Cruise plays a psychopathic hitman who hijacks a cab driven by nice-guy loser Jamie Foxx (another fine performance) as he carries out five contract killings over one night in LA.
There was an episode of Star Trek where Kirk is split in two, by a 'teleport malfunction' (hem hem) into nice and nasty Kirks. Neither one can function properly, and the task is to reintegrate them. This film works in the same way, neither Cruise nor Foxx are functioning human beings, and as in the Trek episode, the good must take the shadow into itself to become a real person.
My son, who went to see it with me, pointed out that for 95% of the film you can believe that Cruise is just a projection of Foxx's evil side (like Mother in Psycho: 'Oh my god, you killed him, now I'll have to clean it up') and the script carefully ensures that nobody sees the two of them together as separate people. The Cruise character fades away, and people only see Foxx.

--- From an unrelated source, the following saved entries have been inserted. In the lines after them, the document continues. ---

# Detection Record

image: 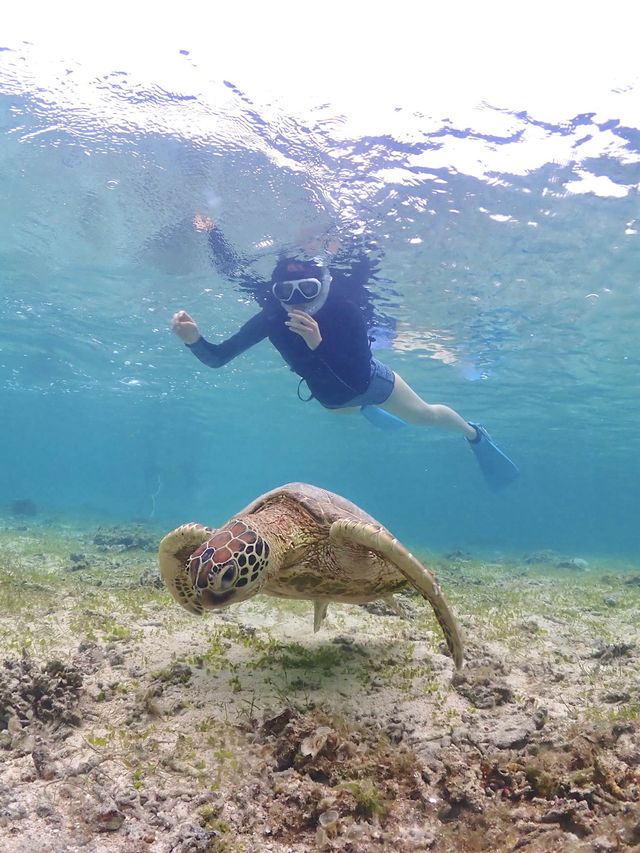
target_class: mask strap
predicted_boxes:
[297,378,313,401]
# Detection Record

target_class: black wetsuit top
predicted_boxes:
[187,287,373,407]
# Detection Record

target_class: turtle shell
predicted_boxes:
[230,482,384,532]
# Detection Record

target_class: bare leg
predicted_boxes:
[381,373,477,439]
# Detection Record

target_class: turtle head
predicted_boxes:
[185,519,270,611]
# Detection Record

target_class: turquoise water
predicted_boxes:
[1,38,639,561]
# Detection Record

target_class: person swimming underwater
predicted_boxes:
[171,253,519,489]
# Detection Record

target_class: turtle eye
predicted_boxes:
[219,563,237,590]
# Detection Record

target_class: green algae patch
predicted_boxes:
[0,522,173,656]
[417,553,640,654]
[69,610,139,643]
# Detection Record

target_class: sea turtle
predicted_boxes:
[158,483,464,669]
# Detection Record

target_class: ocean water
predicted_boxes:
[1,31,639,564]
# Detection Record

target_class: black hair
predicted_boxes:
[270,257,325,283]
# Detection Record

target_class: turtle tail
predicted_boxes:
[329,520,464,670]
[158,522,213,616]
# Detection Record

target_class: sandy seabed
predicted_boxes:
[1,517,640,853]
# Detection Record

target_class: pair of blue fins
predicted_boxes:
[360,406,519,492]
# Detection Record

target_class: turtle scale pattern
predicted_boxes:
[187,520,270,609]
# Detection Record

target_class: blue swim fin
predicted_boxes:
[360,405,406,432]
[467,422,519,491]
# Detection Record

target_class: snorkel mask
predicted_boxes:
[271,257,331,311]
[272,277,322,304]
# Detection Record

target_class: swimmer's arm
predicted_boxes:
[179,310,270,368]
[205,223,246,279]
[197,218,265,291]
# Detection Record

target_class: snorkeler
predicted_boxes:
[172,240,519,490]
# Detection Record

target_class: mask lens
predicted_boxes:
[272,281,295,301]
[299,279,321,299]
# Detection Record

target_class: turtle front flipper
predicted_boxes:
[159,523,213,616]
[329,520,464,670]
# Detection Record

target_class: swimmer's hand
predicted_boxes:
[285,309,322,350]
[172,310,200,345]
[193,213,215,232]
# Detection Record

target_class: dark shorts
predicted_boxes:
[324,358,396,409]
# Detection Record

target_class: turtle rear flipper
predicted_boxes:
[313,600,329,632]
[329,520,464,670]
[159,523,212,616]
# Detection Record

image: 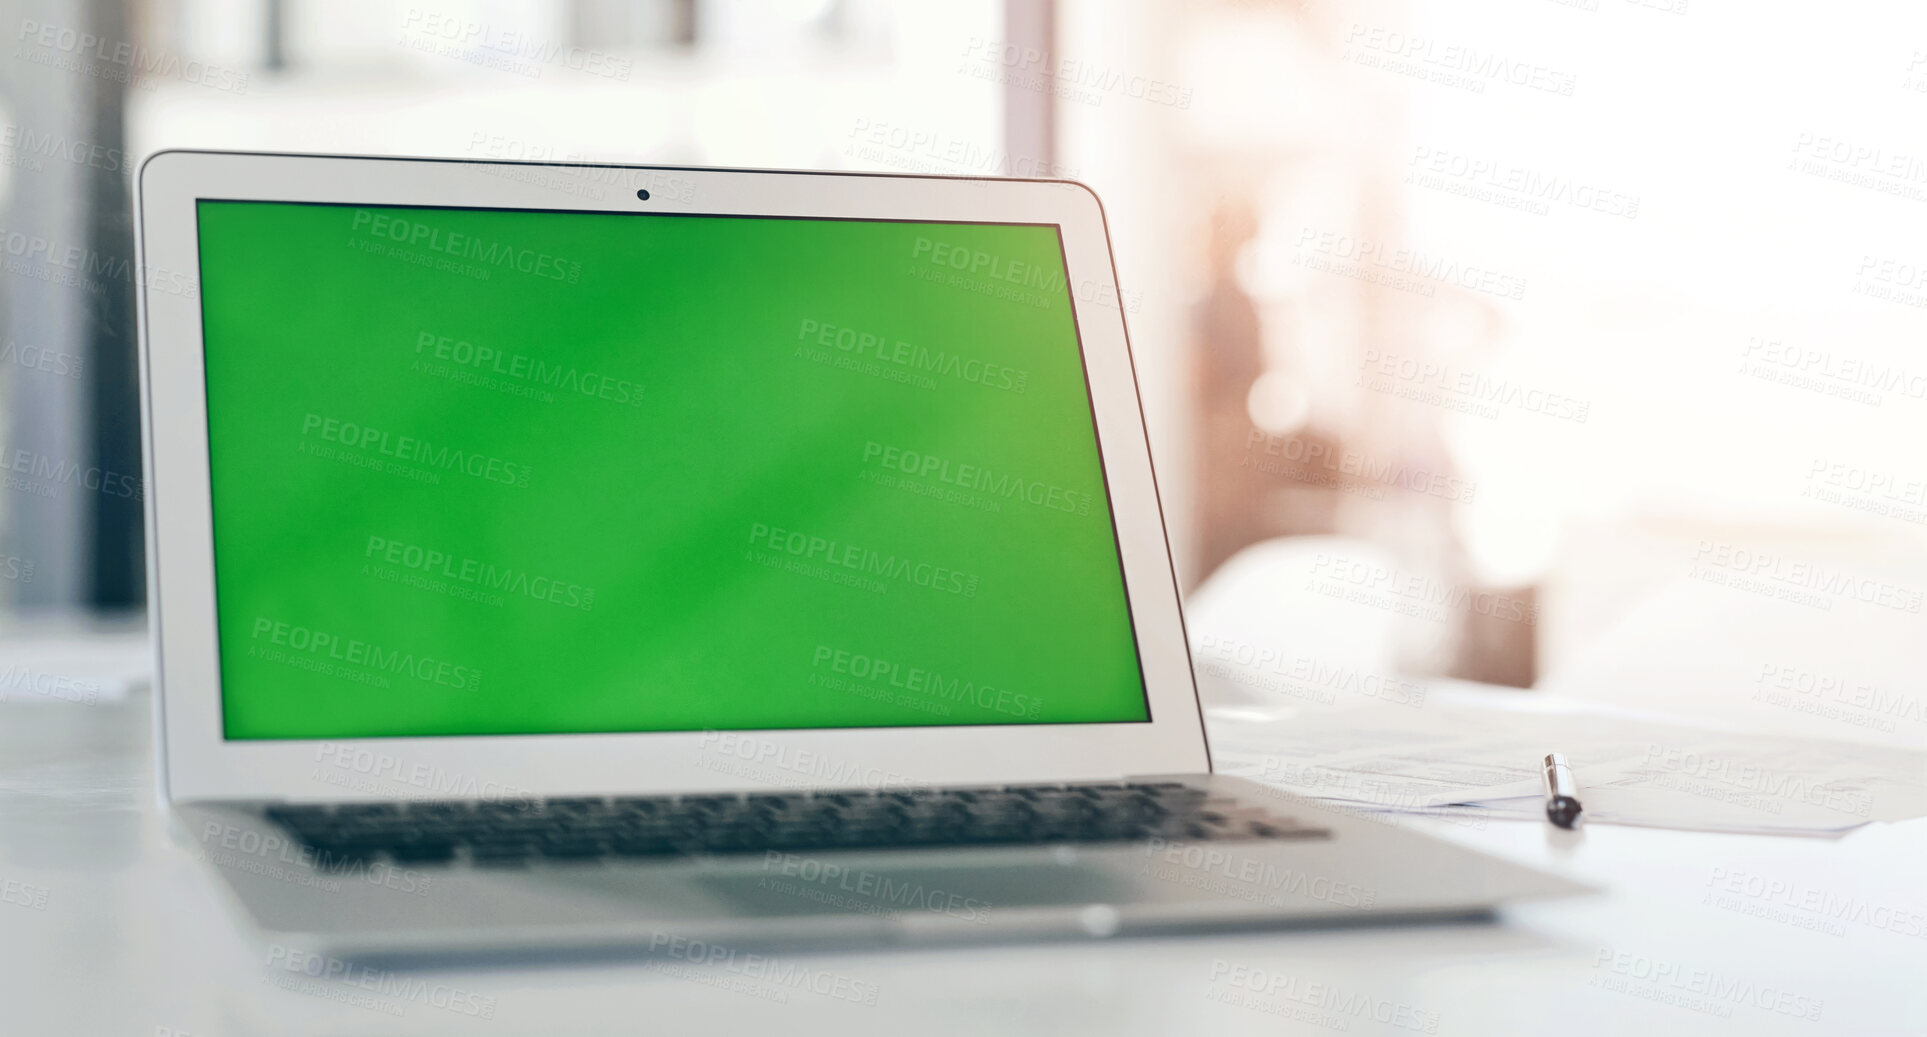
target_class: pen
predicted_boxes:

An exception is when they are talking to Foxx's mother (mother again you see) and there Foxx keeps saying 'she is only talking to you, she's acting like I'm not even here', so it is slightly ambiguous.
Anyway, I can't go through the whole film explaining how I think this works, but suffice to say, without giving any spoilers, that this conceit breaks down at the very end, but only after a certain amount of symbolic shooting at faces in mirrors and breaking through glass. I would like to think this final explosion of the ambiguity was imposed by evil wicked studio executives.